ZONA DE PERECÍVEIS (115)


Três desejos (ou a felicidade)

Grupo IV do teste de Português, oitavo ano de escolaridade. Domínio: escrita. Tarefa: elaboração de um texto narrativo, partindo de uma situação fantástica (no sentido genológico do termo) – um mago, para premiar certo gesto generoso do narrador participante, oferece-se para satisfazer três desejos à sua (dele, narrador) escolha.
Os alunos enveredam por múltiplas-díspares hipóteses. Há quem recuse os desejos porque a bondade, se for mesmo bondade, é gratuita e não tem de ser paga. Há quem peça o venal dinheiro, a fundamental saúde, a abstrusa fortuna. E há raparigas e rapazes que pedem a imortalidade dos pais ou dos avós, a cura para o cancro, amigos novos, uma família “como deve ser” (sic), uma pastelaria na terra natal.

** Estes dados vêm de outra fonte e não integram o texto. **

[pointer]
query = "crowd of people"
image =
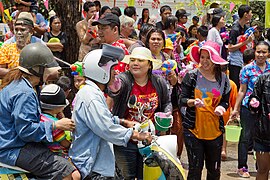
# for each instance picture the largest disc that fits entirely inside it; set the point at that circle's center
(81, 126)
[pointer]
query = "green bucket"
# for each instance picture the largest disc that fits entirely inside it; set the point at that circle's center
(232, 133)
(163, 123)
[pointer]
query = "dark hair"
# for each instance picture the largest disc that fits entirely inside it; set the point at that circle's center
(243, 9)
(52, 19)
(87, 5)
(263, 43)
(170, 21)
(145, 29)
(164, 8)
(203, 30)
(97, 3)
(130, 11)
(116, 11)
(190, 29)
(248, 55)
(145, 9)
(215, 20)
(64, 82)
(103, 9)
(154, 30)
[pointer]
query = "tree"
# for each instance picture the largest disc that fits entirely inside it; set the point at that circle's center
(69, 11)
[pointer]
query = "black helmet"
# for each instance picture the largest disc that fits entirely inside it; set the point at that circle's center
(35, 57)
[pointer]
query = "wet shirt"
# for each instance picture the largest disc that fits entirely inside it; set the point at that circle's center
(210, 92)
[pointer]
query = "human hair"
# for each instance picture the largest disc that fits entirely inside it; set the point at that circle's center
(190, 29)
(13, 75)
(116, 11)
(97, 3)
(243, 9)
(170, 21)
(64, 82)
(164, 8)
(154, 30)
(87, 5)
(248, 55)
(145, 29)
(52, 19)
(263, 43)
(203, 30)
(215, 20)
(145, 9)
(130, 11)
(104, 9)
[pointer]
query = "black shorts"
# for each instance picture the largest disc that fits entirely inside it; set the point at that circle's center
(41, 162)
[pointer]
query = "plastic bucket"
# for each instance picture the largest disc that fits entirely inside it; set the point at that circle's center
(232, 133)
(162, 122)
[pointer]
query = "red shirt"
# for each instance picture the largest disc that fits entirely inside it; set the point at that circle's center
(147, 101)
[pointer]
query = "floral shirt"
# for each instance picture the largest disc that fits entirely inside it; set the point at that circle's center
(249, 75)
(9, 54)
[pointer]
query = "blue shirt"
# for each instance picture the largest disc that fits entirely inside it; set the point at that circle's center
(249, 75)
(95, 133)
(19, 120)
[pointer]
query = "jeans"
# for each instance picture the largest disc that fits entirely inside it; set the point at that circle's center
(199, 150)
(247, 124)
(130, 161)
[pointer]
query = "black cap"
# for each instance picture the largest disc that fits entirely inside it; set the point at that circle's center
(219, 12)
(108, 19)
(183, 12)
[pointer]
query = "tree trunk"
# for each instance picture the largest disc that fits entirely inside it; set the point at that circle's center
(69, 11)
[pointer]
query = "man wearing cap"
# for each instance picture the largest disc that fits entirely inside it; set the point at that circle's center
(9, 53)
(182, 17)
(109, 32)
(84, 29)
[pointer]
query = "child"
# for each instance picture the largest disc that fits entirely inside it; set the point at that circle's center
(53, 101)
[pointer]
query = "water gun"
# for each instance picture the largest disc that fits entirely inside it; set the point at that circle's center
(168, 66)
(93, 33)
(225, 35)
(173, 37)
(244, 37)
(76, 69)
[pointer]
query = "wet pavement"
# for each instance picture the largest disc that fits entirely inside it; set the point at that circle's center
(229, 167)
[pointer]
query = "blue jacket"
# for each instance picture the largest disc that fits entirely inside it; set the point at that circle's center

E eu bendigo esta tarefa da escrita, que tão naturalmente convocou nos alunos a reflexão filosófica sobre a magna e movediça questão da felicidade. Assombra-me a preclaridade tão precoce dos jovens aprendentes neste delicado ofício de pensar na sorte e no destino a haver.
Eu levei muitos anos a perceber que ser feliz era muito mais do que ser rico, ter sucesso ou fama ou poder. Por desde sempre viver vizinho dos amigos, dos livros, da família, dos filmes, do futebol, das praias, do amor – andei enganosamente à procura de coisas outras que significassem, julgava eu, a realização pessoal completa. Naquela ignorância, acreditava que o importante era não o que tinha, mas o que não tinha. Até saber a verdade evidente e grande como o mar: que a felicidade é um processo e são instantes; que estar bem se faz de mui simples horas, mui mínimas circunstâncias; que nunca se é feliz, antes se está.

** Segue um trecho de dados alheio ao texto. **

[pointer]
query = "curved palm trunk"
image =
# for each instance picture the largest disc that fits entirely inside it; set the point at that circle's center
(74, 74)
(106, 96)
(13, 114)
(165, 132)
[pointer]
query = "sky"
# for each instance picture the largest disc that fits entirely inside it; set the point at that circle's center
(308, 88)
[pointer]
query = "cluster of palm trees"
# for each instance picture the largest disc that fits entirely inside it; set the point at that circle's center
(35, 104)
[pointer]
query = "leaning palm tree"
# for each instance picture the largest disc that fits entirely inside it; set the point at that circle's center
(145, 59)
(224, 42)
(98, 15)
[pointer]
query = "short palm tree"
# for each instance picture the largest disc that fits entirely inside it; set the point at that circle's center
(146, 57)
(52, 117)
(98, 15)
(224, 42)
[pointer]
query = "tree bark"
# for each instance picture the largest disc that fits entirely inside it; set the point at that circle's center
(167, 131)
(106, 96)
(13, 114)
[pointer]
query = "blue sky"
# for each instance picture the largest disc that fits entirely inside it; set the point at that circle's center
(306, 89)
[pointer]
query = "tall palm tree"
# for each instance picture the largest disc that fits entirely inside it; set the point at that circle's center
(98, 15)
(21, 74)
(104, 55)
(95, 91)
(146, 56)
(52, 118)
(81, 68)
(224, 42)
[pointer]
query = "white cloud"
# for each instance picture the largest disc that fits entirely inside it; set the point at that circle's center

Para alguns dos meus alunos, ser feliz é o avô não morrer de cancro. É testemunhar o milagre da amizade, algures na rua ou na escola. É ter pais que se dão bem e tratam os filhos dignamente. É ter uma pastelaria na sua terra (isto é, um trabalho que os salve do exílio). Coisas pequeninas e simples. Coisas, atentai bem, afinal maravilhosas e raras – como, já agora, isto de eu-cronista cronicar e ser lido (pois que lerem-me é um direito e eu ser lido é um privilégio).

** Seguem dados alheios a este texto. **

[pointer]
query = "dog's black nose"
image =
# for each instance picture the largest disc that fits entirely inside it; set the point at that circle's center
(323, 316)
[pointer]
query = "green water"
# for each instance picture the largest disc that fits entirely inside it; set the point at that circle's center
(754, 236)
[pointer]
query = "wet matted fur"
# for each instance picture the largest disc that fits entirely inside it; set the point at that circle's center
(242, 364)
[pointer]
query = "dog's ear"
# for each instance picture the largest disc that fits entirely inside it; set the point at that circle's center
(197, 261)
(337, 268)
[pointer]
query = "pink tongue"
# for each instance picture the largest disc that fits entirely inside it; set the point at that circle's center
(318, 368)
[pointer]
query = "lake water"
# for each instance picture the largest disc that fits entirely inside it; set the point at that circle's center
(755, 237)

Ora, a terminar, aqui ficam, os meus próprios três desejos, já em antecipação natalina: saúde para o cronista; saúde para os leitores; saúde para estas perecíveis crónicas, que aspiram a ser, no entretanto de (co)existirmos, um saudável território de encontro.

Coimbra, 30 de Novembro de 2017.
Joaquim Jorge Carvalho
[Esta crónica foi publicada no semanário O Ribatejo, edição de 07 de Dezembro de 2017. A imagem (do inesquecível filme Cinema Paraíso, de Giuseppe Tornatore, foi colhida, com a devida vénia, em http://www.magazine-hd.com.]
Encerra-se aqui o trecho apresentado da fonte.